There is a subtle panic that can creep up on your first date, especially when things feel promised. You want to say the right thing. You want to be open, not fierce, not honest, but not overwhelming. For a while, I misunderstood the vulnerability as oversharing. I thought if someone was too fast they would leave. But what I’ve noticed is clearly that communicating doesn’t mean spilling everything. It means pinning your own values and sharing them with intent.
Recently, I think that drawing someone will draw boundaries. This is where I am. Can you meet me here?
I found that some well-positioned phrases can change everything. They are heavy and don’t need to be rehearsed. It must be true. I said something like this: “I’m dating with intention now. How about you?” or “I’m not in a hurry, but I’m not dating for that either.” One of my favorites is: “I’ve learned to be honest in advance. It saves everyone time.” These lines are not fully delivered scripts. They are invitations: real conversation, clear, connected. Dating reduced confusion and made it more enjoyable when I stopped trying to be chosen and started choosing how I wanted to show up.
I stopped mistaking chemistry for compatibility
Just because you feel good doesn’t mean that it’s correct.
In most of my 20s, I evoke shots in chemistry. If we were kidding, if we spoke to us all night, if there was that electrical and inexplicable pull, I thought it had to average something. And sometimes it did. But more often, it meant I was wiped out at high prices and ignored everything else. I mistook the excitement as alignment and appeal to intention. I stayed too long in a situation where it looked like love, but lacked the foundation to nurture it.
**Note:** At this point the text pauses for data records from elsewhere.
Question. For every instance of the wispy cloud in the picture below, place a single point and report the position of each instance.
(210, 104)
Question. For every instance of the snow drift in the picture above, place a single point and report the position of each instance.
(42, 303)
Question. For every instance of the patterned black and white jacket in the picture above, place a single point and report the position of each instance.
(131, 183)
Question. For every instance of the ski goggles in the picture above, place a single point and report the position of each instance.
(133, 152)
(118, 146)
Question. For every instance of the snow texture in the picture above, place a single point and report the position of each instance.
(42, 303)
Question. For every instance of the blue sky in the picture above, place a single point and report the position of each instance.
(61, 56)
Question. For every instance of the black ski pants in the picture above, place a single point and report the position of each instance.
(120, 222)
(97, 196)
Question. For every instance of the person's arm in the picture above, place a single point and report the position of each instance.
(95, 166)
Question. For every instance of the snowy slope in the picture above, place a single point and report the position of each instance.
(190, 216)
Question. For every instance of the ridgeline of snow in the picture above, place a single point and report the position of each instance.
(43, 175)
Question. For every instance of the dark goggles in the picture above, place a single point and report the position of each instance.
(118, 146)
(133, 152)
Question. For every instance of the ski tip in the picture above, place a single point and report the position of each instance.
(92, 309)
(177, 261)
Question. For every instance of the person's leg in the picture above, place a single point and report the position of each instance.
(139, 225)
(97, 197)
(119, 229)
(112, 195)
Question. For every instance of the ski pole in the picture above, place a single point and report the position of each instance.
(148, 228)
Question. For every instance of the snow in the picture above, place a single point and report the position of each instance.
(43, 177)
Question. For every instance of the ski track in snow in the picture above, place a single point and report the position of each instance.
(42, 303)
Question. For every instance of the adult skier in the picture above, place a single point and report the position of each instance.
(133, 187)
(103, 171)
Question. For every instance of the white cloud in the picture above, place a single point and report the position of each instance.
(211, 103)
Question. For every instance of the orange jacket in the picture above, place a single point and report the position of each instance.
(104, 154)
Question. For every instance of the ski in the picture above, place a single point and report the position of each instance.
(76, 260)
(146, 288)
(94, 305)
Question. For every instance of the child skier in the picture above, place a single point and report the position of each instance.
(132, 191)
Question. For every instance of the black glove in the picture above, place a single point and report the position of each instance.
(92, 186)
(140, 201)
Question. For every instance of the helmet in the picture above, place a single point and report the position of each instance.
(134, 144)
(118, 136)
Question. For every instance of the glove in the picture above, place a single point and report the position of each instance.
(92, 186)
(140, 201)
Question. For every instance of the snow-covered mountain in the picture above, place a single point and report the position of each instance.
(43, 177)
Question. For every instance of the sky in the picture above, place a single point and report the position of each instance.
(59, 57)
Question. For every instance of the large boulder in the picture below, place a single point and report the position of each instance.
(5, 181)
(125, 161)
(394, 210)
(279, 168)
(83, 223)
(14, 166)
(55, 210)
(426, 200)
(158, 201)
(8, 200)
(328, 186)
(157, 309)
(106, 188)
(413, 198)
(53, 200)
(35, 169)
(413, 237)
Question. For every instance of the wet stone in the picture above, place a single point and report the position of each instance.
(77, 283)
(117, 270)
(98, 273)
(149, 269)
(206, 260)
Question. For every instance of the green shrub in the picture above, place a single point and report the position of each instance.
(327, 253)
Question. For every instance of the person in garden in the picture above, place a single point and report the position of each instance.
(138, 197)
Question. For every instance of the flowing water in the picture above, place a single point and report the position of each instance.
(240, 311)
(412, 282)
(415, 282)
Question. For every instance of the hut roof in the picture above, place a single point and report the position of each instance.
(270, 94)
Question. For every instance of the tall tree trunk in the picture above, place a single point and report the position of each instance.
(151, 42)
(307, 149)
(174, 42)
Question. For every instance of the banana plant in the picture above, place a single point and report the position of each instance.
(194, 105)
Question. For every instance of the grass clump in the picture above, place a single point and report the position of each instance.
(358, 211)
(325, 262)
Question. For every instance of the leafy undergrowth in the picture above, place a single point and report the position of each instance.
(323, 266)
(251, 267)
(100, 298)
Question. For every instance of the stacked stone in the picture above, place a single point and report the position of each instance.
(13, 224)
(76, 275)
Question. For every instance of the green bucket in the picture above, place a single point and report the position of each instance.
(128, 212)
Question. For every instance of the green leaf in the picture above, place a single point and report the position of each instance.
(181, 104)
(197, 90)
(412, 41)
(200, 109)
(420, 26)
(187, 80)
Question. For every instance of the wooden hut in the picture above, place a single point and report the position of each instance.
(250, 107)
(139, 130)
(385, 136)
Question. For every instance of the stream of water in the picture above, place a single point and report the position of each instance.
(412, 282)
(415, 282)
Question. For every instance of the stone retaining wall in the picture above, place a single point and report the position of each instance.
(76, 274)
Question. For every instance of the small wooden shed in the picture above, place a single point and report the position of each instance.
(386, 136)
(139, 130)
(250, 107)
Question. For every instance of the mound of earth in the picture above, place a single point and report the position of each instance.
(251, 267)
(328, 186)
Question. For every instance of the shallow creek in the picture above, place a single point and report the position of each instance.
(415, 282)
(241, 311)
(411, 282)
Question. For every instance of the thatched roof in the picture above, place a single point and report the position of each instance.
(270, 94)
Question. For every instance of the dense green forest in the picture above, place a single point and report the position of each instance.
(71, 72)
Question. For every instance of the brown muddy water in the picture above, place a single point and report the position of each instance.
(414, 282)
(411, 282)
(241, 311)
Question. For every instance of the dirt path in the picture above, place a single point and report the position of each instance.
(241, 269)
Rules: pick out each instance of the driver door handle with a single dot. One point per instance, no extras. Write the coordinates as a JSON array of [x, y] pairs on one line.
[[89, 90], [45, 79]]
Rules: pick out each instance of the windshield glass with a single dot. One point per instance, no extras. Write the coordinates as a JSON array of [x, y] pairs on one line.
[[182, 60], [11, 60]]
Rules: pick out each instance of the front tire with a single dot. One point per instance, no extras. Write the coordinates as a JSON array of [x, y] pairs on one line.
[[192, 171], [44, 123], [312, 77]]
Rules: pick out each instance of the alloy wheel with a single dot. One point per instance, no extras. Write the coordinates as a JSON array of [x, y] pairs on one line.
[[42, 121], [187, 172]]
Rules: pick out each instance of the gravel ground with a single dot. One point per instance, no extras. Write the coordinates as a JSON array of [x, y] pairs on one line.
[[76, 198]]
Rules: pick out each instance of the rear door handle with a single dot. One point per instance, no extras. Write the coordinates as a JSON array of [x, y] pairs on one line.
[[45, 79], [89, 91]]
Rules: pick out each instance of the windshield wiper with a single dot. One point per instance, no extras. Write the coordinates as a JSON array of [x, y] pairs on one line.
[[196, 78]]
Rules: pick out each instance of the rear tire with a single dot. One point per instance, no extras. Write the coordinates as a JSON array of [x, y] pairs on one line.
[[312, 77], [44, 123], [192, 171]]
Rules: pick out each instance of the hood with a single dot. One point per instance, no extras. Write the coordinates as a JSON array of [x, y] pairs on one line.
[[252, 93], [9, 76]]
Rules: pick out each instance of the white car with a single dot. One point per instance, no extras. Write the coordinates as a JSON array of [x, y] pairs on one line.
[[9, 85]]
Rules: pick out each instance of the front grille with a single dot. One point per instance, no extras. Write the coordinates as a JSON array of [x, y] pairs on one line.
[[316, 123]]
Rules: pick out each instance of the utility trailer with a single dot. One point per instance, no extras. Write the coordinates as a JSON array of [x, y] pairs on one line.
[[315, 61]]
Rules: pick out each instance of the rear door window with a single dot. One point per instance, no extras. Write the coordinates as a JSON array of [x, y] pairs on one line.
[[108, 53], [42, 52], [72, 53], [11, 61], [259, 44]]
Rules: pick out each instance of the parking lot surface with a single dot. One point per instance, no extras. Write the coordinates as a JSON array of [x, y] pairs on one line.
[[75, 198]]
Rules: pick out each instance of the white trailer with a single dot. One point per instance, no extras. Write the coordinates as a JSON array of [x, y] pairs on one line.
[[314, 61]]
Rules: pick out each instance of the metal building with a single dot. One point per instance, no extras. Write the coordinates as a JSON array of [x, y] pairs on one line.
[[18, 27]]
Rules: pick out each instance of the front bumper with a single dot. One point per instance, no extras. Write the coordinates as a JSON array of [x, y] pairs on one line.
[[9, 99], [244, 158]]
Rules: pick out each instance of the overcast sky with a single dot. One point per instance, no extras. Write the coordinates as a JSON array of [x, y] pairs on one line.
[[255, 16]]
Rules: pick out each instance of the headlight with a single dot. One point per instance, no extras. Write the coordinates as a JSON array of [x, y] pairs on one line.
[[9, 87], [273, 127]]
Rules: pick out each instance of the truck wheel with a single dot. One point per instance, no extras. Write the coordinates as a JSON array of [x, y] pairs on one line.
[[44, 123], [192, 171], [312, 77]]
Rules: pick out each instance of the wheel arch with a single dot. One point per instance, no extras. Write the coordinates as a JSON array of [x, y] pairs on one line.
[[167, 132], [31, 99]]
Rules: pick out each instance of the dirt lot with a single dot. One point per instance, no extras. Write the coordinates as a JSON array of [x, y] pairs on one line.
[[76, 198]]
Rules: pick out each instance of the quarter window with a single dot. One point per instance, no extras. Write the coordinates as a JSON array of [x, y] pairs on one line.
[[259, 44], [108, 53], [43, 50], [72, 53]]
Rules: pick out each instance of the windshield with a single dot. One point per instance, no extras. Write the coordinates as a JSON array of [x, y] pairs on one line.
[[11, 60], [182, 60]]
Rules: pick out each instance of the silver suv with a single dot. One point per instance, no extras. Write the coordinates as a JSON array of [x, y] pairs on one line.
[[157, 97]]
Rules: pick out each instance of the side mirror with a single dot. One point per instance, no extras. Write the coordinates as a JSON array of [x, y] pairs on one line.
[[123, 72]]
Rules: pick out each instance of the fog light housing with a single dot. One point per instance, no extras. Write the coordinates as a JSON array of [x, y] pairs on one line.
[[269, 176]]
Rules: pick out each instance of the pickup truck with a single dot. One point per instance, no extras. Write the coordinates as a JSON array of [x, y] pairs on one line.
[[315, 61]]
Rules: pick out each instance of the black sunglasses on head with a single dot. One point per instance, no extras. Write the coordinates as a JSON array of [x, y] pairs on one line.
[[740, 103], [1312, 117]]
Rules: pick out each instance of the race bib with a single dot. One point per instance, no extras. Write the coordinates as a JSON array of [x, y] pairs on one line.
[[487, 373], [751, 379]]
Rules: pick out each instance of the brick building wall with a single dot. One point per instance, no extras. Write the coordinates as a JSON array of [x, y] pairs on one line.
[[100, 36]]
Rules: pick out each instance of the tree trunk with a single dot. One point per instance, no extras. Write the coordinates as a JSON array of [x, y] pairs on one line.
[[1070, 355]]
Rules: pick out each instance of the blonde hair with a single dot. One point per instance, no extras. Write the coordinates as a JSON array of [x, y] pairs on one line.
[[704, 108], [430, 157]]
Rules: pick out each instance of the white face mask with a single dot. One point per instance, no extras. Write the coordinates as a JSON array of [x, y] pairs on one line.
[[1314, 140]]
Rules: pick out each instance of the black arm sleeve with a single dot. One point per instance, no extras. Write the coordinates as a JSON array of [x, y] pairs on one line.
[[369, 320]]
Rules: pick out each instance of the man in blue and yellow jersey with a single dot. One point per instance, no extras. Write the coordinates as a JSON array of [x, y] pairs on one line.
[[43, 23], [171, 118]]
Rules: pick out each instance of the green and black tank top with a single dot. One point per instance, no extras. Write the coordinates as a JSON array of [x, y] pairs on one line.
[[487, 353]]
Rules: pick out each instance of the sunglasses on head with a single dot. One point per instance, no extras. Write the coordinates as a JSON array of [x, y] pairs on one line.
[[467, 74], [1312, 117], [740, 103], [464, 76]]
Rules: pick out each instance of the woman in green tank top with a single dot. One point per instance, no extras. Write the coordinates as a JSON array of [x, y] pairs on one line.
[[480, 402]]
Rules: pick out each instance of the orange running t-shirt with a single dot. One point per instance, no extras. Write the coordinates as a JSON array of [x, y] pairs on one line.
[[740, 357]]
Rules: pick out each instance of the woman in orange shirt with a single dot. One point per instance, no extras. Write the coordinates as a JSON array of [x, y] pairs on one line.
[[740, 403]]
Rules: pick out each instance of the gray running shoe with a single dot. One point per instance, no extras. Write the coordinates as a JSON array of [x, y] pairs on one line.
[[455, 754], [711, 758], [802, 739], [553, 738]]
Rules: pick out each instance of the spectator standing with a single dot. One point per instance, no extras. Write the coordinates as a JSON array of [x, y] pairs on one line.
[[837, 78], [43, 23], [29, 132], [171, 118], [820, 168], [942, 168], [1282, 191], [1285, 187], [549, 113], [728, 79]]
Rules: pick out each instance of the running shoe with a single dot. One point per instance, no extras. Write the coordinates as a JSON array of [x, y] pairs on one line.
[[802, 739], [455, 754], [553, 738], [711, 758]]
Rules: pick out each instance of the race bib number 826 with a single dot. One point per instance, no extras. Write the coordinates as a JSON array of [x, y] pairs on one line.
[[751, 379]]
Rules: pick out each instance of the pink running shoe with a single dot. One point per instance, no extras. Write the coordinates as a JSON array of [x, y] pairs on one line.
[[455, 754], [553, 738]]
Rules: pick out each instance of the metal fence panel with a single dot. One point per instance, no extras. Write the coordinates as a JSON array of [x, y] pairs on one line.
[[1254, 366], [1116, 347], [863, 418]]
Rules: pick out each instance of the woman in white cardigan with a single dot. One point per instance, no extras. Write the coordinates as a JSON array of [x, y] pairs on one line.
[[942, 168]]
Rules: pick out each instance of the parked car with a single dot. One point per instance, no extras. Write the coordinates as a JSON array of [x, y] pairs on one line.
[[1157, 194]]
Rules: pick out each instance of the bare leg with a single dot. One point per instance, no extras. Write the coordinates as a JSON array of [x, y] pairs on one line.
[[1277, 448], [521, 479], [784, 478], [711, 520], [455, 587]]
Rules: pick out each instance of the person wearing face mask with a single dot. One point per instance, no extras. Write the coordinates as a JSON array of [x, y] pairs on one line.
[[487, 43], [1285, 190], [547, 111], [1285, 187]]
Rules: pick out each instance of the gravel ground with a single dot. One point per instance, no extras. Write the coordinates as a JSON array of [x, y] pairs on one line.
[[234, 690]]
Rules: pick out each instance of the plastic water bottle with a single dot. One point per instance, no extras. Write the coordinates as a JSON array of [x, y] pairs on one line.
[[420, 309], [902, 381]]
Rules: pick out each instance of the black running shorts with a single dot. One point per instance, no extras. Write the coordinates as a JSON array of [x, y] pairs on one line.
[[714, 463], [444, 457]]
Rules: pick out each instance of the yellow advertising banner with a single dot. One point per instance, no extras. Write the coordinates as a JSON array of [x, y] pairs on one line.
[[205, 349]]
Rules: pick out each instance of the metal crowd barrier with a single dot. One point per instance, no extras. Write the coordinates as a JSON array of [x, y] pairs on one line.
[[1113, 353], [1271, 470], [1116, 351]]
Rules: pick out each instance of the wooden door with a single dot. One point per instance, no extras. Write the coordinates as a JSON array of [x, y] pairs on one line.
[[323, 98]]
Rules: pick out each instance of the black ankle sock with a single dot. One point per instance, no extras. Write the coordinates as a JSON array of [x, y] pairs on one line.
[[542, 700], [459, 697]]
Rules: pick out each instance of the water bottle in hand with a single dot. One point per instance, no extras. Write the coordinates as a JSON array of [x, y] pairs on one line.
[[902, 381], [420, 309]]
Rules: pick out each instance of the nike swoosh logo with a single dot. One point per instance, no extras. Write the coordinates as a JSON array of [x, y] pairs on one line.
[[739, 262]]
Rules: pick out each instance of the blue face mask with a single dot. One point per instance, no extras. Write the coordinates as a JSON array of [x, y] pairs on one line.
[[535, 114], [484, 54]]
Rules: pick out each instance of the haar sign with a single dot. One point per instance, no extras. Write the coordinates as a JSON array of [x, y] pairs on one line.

One of the gifts of intentional dating is to learn to feel the difference. Compatibility is safe, stable and mutually felt. It builds slowly and does not depend on the number of butterflies you get in the first hour. Lately, I’ve been paying more attention to the green flag. Does this person ask a follow-up question? Do they appear emotionally available or simply emotionally clear? Are they interested in my life beyond how I make them feel? The more you root yourself in what you want in your partner, the easier it is to move away from inconsistent chemistry.
The most important relationship is still the relationship with yourself
The fundamental integrity with men begins with me and fundamental integrity.
The intentional date brought me closer to others, but more importantly, it brought me closer to myself. The more I practiced showing clarity and self-esteem, the more I realized when something was not feeling well, even though it looked better on paper.
I’m not very interested in whether someone chose me or not, and I’m more interested in how I feel in their presence. Do you want to shrink or soften it? Do I feel like I am or less? Such self-awareness does not come from a momentary realization. It comes from paying attention again and again.
At the end of the day, dating isn’t just about finding someone else. It’s about choosing to stay fixed on who you are. Every time I said what I meant, I risked being misunderstood in the name of being genuine, leaving when I hadn’t seen them, or being misunderstood in the name of being authentic. That’s the relationship I am most committed to protecting. And, the funny thing is, when you deal with your own mind with such care, it becomes much easier to recognize when someone else is ready to do the same thing.
Final Note: A deliberate date taught me
The more I respect what I really want, the less I felt the need to play. Deliberate dating hasn’t made me stricter. It made me softer, more curious, more open to the kind of love that didn’t require persuasiveness or distortion. It taught me that clarity is not the enemy of romance. It is the soil that the actual connections grow.
The truth is that being honest does not scare the righteous person. And even if that’s the case? It’s valuable information you have. The goal is not to be chosen, so choose yourself first and then see who will meet you.